Jon Jones off UFC 200 card over potential doping violation

ByBrett Okamoto ESPN logo
Thursday, July 7, 2016

LAS VEGAS -- Interim UFC light heavyweight champion Jon Jones has been pulled from his title unification bout against Daniel Cormier at UFC 200 on Saturday, after the U.S. Anti-Doping Agency informed Jones of a potential doping violation Wednesday.

UFC president Dana White announced the move Wednesday during an impromptu news conference at the MGM Grand.

Jones tested positive for a banned substance in an out-of-competition sample taken June 16 by USADA, said Jeff Novitzky, UFC's vice president of athlete health and performance.

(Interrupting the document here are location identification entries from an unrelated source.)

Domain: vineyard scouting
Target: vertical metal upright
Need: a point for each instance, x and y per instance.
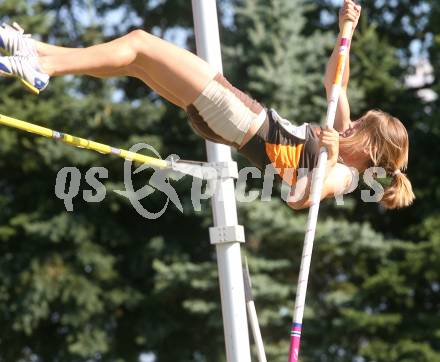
(226, 234)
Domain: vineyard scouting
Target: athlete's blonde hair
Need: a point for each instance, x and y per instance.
(386, 140)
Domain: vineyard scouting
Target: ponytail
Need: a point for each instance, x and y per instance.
(399, 194)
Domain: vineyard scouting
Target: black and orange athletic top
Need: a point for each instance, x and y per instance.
(283, 145)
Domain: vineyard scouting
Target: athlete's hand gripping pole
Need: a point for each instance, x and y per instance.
(317, 185)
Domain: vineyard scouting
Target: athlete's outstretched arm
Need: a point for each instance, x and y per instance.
(349, 11)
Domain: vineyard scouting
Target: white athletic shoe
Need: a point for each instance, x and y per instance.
(27, 70)
(13, 41)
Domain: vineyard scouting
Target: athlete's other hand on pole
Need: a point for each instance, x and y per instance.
(350, 11)
(329, 138)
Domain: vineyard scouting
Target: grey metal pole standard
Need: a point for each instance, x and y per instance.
(226, 233)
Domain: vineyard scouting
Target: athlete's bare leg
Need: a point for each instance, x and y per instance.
(173, 72)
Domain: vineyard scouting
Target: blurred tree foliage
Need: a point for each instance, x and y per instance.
(104, 284)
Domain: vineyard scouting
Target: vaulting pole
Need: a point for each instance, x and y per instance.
(225, 234)
(318, 181)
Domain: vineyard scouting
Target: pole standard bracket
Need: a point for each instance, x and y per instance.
(224, 170)
(226, 234)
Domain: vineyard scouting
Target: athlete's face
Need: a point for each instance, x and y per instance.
(353, 127)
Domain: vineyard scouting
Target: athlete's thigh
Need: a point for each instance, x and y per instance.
(177, 70)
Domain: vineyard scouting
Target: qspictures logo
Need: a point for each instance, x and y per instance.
(69, 180)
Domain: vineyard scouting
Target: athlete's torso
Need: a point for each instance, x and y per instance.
(286, 146)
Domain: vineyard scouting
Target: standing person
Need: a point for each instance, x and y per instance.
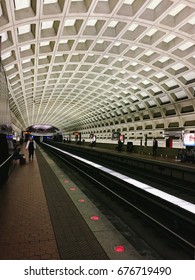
(155, 146)
(31, 146)
(4, 155)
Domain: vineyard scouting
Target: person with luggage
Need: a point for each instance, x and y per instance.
(31, 146)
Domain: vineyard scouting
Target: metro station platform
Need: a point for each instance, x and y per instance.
(45, 216)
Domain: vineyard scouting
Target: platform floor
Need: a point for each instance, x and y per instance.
(42, 216)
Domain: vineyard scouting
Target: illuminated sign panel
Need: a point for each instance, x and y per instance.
(189, 139)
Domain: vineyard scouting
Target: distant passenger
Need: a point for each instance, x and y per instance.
(155, 146)
(31, 146)
(93, 141)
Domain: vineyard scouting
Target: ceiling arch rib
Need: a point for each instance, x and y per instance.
(72, 62)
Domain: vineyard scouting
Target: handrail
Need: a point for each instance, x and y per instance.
(6, 160)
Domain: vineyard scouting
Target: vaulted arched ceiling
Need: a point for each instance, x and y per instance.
(73, 62)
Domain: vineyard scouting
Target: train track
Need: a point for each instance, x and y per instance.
(174, 224)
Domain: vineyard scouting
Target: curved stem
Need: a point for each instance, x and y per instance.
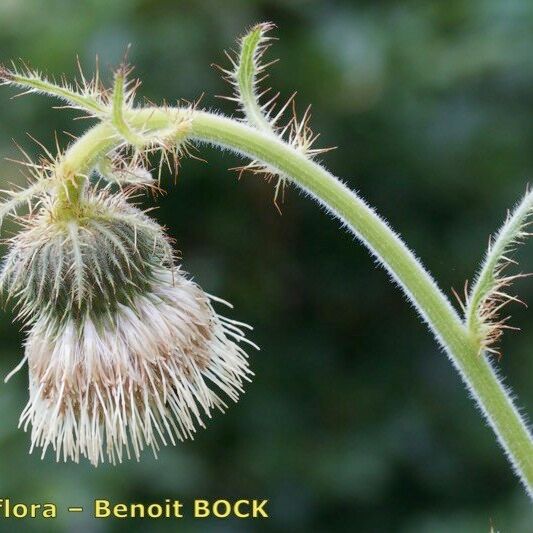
(404, 268)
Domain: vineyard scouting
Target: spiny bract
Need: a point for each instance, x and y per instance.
(124, 351)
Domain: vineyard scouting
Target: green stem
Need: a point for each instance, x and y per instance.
(461, 347)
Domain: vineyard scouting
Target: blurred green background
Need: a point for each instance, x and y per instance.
(355, 421)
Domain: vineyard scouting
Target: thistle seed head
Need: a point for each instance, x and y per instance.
(124, 351)
(86, 263)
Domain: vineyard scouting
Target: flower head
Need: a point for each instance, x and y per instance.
(124, 350)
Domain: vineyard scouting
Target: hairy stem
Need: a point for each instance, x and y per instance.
(386, 246)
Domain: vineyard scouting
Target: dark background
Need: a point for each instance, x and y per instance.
(355, 421)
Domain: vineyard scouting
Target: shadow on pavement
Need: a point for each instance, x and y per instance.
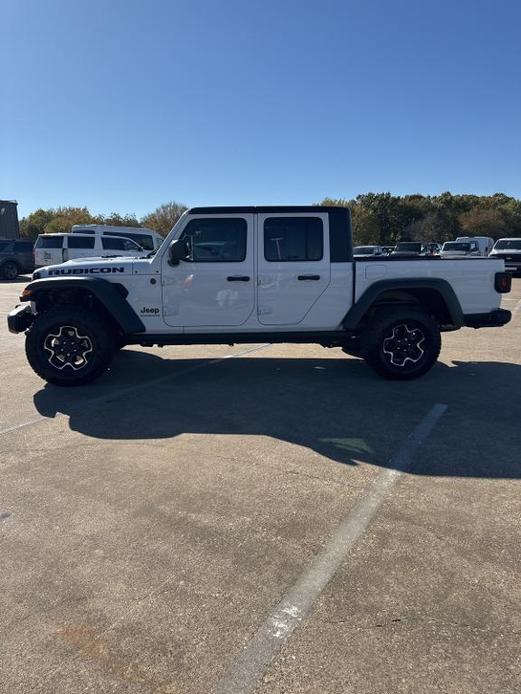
(334, 406)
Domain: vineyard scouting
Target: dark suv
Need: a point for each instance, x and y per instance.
(16, 257)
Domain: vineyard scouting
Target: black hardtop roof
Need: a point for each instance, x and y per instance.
(272, 208)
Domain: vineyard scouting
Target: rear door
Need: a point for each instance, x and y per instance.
(293, 265)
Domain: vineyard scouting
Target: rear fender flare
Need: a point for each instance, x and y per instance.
(370, 296)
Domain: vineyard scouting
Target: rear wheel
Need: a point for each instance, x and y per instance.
(68, 346)
(9, 270)
(401, 343)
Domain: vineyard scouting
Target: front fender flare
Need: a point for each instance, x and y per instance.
(111, 295)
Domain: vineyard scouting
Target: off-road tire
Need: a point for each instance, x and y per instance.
(401, 343)
(9, 270)
(68, 346)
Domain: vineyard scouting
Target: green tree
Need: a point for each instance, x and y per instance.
(118, 220)
(163, 218)
(65, 217)
(35, 223)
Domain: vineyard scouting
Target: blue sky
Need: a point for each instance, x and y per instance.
(124, 105)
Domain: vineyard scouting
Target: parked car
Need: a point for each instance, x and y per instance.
(485, 243)
(431, 248)
(367, 251)
(460, 249)
(148, 239)
(16, 258)
(510, 251)
(51, 249)
(278, 275)
(412, 249)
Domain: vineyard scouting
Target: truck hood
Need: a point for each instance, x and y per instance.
(96, 267)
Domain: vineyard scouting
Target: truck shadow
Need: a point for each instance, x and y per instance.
(333, 406)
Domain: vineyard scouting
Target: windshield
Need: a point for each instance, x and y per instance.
(404, 246)
(364, 250)
(514, 244)
(456, 246)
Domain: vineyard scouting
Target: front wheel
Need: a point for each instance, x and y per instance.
(68, 346)
(401, 344)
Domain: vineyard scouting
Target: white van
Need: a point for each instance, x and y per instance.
(485, 243)
(148, 239)
(51, 249)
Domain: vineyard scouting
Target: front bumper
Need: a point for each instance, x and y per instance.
(19, 319)
(493, 319)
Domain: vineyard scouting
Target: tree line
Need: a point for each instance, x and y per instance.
(378, 218)
(61, 219)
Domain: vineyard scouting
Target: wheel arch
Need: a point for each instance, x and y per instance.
(95, 293)
(435, 295)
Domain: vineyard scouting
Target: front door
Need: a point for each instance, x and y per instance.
(214, 286)
(293, 265)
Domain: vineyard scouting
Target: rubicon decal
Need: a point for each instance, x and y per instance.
(85, 270)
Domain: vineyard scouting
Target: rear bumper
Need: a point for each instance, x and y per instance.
(19, 319)
(494, 319)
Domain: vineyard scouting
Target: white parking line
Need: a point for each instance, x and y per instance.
(247, 671)
(111, 396)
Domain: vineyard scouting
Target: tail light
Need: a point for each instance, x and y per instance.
(503, 282)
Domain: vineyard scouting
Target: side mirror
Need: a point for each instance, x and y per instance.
(178, 251)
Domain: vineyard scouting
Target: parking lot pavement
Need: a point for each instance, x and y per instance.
(151, 523)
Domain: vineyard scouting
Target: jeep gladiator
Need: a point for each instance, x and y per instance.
(255, 274)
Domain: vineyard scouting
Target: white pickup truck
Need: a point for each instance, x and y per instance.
(255, 274)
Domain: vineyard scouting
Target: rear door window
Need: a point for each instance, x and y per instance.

USADA administers UFC's anti-drug policy.

"It is important to note that under the UFC anti-doping policy, there's a full, fair legal-review process that is afforded to all athletes before any sanctions are imposed," Novitzky said.

Novitzky added that there wasn't time for a "full review before the scheduled bout."

White said he has not spoken to Jones yet and that he wasn't aware whether the substance in question was a performance-enhancing drug.

A heavyweight fight between Brock Lesnar and Mark Hunt will now headline UFC 200, which takes place Saturday at T-Mobile Arena.

Jones has the right to appeal any positive test. He has never tested positive for performance-enhancing drugs but did test positive for traces of cocaine before a fight against Cormier in January 2015.

Jones also served a suspension from April to October after his involvement in a hit-and-run accident.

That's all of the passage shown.